There will probably also be companies that do not want to share ownership through the Economic Democracy Act and will also have to go to existing savers for financing.  This, too, will drive up market-determined interest rates — and provide an incentive to participate in the Economic Democracy Act, but that is a subject for another day.

Today’s investment banking houses and venture capitalists should therefore be among the biggest champions of the Economic Democracy Act, as it would greatly expand the market for their services and at the same time increase the return on past savings immensely.  So, how would you “sell” the Economic Democracy Act to an investment banker or a venture capitalist?  We asked AI that question, and this is what we got:


 

The Economic Democracy Act is not a redistribution plan—it’s a scalable growth strategy that expands the investable consumer base and enhances capital formation across the entire economy. For private equity, it represents a unique opportunity: a policy framework that broadens demand-side capacity without increasing taxes, regulation, or debt burdens.

Here’s the value proposition:

Bigger Consumer Markets: By enabling every citizen to earn capital income through ownership — via insured, self-repaying loans for capital assets — the EDA effectively injects new capital income into the hands of millions. That translates to more stable and diversified consumer demand across sectors — key to driving revenue in portfolio companies.

More Capital Formation = More Deal Flow: The Act monetizes new capital investment through non-inflationary credit using existing tools like the Federal Reserve’s Section 13(2) authority. That creates more funding for business expansion and innovation — fertile ground for PE investments.


 

Systemic Risk Reduction: As capital ownership and income become more widely distributed, macroeconomic shocks tied to wealth concentration and low consumer liquidity are mitigated.  This enhances long-term market stability — good for valuations, exits, and asset preservation.

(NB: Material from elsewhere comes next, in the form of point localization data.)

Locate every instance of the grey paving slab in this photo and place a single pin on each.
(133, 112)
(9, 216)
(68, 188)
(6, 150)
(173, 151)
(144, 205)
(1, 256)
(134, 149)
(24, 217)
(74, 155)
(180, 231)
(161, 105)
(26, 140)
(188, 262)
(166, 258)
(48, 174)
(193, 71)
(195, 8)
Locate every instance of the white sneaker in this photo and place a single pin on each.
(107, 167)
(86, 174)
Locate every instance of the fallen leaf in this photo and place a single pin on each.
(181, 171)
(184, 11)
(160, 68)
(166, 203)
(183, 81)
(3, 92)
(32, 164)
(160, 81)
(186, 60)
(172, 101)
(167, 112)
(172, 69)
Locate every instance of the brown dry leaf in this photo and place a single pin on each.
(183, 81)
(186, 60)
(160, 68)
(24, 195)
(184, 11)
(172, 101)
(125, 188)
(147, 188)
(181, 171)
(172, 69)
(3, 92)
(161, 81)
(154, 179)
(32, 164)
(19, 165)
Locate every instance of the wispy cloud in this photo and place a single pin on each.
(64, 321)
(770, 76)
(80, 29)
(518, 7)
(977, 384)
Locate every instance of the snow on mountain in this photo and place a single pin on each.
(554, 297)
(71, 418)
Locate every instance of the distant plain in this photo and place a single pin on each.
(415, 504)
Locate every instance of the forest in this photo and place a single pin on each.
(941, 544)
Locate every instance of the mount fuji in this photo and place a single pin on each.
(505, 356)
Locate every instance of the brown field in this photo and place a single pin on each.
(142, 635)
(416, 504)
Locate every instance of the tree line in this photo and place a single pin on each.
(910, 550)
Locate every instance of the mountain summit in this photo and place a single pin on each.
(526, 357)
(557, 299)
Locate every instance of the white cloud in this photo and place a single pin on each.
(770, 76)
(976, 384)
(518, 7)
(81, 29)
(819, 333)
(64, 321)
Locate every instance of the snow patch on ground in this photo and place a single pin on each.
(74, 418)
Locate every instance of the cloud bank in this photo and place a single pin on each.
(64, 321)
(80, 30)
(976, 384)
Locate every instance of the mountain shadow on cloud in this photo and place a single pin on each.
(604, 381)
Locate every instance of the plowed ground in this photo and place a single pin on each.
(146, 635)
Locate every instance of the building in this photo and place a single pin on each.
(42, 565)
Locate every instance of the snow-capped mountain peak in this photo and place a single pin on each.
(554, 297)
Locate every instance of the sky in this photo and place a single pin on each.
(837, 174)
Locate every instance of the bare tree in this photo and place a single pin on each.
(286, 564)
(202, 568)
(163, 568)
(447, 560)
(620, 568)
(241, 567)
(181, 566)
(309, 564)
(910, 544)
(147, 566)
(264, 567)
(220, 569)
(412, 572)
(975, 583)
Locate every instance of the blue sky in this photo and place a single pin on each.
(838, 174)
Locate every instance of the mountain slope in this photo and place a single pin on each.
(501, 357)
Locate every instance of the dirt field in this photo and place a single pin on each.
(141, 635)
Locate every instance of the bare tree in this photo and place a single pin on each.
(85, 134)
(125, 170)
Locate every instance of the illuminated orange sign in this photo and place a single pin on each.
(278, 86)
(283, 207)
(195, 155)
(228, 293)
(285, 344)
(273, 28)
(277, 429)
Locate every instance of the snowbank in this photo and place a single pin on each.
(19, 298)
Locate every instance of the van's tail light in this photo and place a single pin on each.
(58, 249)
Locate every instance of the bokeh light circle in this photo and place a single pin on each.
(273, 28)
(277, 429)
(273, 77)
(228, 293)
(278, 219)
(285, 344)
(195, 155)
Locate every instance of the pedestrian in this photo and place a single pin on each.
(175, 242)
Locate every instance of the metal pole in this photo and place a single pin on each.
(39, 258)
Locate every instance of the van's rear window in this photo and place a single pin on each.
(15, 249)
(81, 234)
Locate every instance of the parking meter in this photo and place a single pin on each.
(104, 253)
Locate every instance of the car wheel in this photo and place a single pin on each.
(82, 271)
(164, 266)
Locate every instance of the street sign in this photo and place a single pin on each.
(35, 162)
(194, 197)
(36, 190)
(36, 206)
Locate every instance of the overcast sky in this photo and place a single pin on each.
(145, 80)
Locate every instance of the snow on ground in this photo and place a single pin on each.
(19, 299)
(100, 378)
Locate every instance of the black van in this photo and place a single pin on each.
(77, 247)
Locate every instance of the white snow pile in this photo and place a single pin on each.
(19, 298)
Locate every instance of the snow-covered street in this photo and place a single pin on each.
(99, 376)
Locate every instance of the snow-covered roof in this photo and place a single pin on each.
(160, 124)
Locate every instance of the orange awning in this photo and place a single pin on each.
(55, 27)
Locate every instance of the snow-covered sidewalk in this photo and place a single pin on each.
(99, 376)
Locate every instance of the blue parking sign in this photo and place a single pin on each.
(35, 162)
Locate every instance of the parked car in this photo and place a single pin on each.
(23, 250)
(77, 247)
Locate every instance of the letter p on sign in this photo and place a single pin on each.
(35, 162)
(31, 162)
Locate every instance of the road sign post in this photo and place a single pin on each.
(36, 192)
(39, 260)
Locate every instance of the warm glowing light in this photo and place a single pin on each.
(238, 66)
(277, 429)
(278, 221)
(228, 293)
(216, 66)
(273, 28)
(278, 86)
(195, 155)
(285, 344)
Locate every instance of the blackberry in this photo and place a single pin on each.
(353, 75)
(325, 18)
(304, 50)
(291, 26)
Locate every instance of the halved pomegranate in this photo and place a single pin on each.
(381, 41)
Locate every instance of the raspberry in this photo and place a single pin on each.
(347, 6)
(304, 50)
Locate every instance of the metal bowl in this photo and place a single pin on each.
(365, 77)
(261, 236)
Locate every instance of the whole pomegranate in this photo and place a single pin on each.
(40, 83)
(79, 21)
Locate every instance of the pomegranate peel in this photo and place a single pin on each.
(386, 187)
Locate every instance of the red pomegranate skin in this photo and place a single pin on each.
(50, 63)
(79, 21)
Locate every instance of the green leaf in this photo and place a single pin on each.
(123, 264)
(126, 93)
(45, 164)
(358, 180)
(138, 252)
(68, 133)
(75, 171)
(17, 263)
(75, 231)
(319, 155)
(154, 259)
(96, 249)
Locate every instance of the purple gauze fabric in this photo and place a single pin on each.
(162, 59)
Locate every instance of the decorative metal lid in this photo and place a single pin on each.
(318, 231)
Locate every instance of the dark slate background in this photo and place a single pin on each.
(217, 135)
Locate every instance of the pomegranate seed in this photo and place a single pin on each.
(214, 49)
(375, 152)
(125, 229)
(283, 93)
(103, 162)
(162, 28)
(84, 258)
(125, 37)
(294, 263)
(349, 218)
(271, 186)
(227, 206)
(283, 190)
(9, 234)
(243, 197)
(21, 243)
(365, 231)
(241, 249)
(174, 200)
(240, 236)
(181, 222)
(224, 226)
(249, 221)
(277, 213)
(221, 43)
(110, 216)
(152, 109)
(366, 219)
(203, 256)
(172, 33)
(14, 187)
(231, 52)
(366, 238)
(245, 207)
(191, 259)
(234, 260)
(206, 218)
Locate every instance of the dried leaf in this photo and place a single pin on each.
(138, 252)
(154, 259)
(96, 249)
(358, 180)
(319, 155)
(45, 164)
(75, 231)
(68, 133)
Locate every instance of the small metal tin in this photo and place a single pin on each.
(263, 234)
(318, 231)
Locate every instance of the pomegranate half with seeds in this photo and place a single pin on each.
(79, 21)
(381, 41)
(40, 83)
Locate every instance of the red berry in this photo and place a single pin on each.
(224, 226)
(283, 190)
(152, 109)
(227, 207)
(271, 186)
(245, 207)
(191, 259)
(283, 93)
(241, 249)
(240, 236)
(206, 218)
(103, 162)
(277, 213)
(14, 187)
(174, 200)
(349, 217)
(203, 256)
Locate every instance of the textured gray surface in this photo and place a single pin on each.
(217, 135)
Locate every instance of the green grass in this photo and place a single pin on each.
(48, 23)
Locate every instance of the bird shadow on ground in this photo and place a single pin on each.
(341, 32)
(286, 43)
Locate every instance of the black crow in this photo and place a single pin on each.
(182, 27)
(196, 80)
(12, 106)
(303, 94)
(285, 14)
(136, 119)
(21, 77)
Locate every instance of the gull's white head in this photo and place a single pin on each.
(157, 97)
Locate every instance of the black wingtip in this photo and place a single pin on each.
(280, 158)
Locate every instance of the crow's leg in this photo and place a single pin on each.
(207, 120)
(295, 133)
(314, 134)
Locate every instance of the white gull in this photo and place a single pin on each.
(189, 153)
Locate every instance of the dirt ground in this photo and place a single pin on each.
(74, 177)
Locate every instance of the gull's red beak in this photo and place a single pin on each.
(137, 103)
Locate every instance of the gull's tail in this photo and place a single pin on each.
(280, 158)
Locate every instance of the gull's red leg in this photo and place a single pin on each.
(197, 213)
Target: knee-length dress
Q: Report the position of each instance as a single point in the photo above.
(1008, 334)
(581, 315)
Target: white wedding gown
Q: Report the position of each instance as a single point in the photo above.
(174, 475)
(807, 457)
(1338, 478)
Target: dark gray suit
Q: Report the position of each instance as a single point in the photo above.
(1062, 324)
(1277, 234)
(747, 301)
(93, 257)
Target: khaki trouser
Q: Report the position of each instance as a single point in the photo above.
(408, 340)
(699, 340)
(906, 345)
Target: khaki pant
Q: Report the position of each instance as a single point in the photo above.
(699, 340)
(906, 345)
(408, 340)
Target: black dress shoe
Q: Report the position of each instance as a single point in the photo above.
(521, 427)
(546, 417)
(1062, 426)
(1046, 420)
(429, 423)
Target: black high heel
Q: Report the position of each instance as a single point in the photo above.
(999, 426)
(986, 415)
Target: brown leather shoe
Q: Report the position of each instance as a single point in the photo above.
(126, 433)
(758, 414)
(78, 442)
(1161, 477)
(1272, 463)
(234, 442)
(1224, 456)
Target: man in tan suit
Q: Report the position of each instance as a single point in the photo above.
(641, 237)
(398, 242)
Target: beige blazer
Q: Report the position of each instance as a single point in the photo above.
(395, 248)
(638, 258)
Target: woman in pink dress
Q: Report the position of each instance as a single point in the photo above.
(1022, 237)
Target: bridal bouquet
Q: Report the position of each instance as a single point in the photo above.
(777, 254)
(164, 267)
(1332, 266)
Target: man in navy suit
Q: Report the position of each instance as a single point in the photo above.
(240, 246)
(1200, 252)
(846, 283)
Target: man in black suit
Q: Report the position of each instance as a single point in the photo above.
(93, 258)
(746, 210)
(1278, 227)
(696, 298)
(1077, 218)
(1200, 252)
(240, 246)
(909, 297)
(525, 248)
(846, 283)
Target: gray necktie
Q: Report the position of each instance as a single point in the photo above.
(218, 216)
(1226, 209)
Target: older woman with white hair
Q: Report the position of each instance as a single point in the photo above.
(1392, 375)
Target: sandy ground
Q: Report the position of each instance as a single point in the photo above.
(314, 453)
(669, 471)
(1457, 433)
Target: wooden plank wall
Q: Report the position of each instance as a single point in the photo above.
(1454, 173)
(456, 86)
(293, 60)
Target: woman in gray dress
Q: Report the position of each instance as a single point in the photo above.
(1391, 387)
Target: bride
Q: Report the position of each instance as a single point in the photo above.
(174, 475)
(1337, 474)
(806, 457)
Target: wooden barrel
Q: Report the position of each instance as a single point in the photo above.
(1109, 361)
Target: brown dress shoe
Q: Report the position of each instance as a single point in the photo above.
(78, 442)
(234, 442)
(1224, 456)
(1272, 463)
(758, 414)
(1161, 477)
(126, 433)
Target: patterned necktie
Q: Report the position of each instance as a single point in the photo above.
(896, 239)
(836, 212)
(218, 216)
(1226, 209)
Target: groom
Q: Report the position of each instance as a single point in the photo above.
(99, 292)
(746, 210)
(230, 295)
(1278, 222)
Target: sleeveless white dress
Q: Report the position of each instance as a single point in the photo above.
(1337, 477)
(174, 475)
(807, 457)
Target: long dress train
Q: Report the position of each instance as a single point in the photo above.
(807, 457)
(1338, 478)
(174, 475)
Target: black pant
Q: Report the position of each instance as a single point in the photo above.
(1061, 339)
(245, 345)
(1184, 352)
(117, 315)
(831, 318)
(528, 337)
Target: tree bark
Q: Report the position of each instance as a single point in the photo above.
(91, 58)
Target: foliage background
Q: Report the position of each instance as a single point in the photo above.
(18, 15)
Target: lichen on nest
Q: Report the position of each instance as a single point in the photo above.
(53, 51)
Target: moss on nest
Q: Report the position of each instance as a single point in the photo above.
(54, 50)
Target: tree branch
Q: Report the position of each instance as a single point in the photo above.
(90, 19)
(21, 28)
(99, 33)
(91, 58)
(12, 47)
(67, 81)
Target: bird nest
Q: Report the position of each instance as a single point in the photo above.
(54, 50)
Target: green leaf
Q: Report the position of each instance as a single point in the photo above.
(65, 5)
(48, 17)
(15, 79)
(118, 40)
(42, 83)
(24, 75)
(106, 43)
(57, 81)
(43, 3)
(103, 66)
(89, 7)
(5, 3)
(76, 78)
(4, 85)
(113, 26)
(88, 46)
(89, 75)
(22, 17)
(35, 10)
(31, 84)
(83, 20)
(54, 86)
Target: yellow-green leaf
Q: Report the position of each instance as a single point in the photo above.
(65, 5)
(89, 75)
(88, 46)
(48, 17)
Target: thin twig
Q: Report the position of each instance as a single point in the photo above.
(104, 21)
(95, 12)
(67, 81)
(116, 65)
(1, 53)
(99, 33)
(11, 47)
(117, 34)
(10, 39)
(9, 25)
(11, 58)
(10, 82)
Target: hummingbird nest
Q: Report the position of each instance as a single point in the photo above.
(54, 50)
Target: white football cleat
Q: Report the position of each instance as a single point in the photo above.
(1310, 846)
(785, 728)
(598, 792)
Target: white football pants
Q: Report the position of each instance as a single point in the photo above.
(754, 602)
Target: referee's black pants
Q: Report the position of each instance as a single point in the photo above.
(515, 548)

Ethical Edge, Strategic Advantage: As ESG and stakeholder capitalism continue to shape investment narratives, supporting policies that expand ownership, and opportunity aligns with forward-thinking impact strategies — without sacrificing returns.

Private equity helped build the modern financial system.  The Economic Democracy Act is your chance to help upgrade it — by making capitalism more sustainable, more inclusive, and ultimately, more profitable.